Red Hull by Jack Chesterman.
Red Hull by Jack Chesterman.

Artist Jack Chesterman’s exhibition Archaeology of Journeying will be running at the Gadderie in Shetland Museum from Saturday until 17th May.

Chesterman has had a longstanding painting and printmaking practice and has exhibited widely in the UK and abroad. His work is held in a number of private and public collections.

He has also followed a career in Art and Design Education, working in a number of universities as both a lecturer and education manager. For some 13 years he has visited Shetland annually.

Current themes in his work may be characterised as maritime or landscape and these provide a context for particular subject matter and narrative drivers related to journeying, history and loss.

Central to his picture making are the problems of depiction and in this he does not seek a singularity of image, mark making or theme but rather a plurality of visual language.

As part of the Hanseatic trading routes Shetland and Hamburg were commercially linked but equally importantly both have deeply rooted maritime cultures through which they have developed.

From Viking times when the islands were used as a service station on the sea roads between Norway and Iceland, to the heydays of cod and herring fishing, to the current pelagic fishing and to the oil and gas industries, Shetland’s history has been inextricably connected to boats.

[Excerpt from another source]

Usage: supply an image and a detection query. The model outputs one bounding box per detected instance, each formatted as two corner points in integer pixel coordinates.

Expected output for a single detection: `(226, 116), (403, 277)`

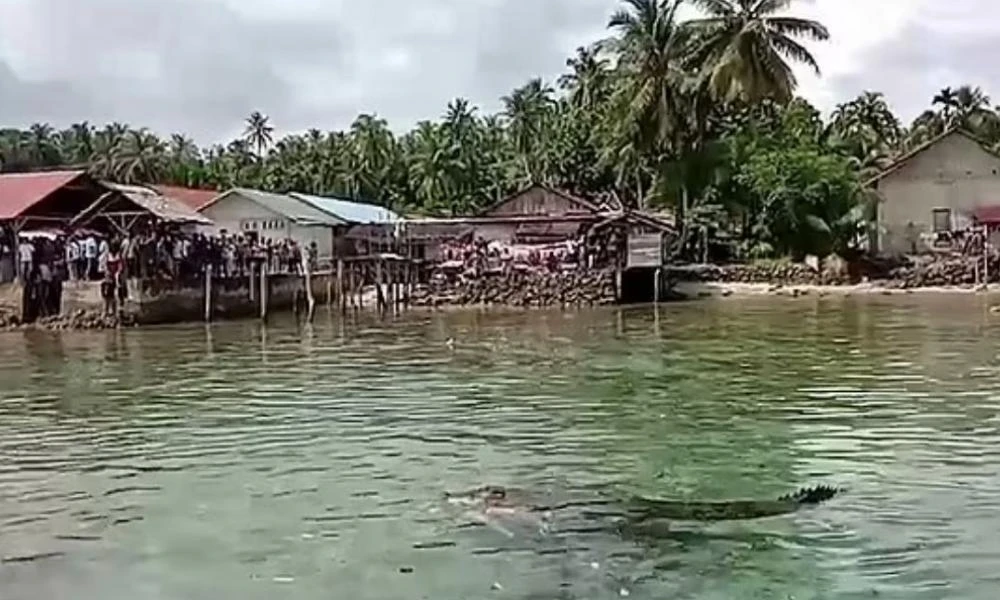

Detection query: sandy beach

It is a story well told in the Shetland Museum where the remarkable collection of historic boats has been a source of reference in Chesterman’s work.

In commercial shipping terms Hamburg features prominently on the world stage. The “metal bashing” skills once found in Northern Ireland and elsewhere in the UK are still to be found around the Hamburg harbours.

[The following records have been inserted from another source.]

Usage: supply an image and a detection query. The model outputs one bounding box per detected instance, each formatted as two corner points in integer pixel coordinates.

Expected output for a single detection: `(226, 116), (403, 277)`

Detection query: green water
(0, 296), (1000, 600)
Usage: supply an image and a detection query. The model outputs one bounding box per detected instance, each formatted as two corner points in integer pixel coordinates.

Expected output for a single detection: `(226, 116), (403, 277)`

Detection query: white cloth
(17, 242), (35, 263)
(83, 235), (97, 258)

Ocean leviathans, red leaded and as high as blocks of flats, are seen on slips of floating dry docks. Into world journeying they move people and goods around the globe but at rest, like Shetland boats, they present extraordinary objects, counter-intuitive still lifes, redolent with stories.

So it is with Wasdale, a small valley in the Lake District that contains England’s highest mountain and deepest lake. It abounds with remarkable landscapes and the paths that cross it are there by virtue of commerce, religion, agriculture, conflict and recreation.

All three places are powerfully special, much loved and much visited by Chesterman.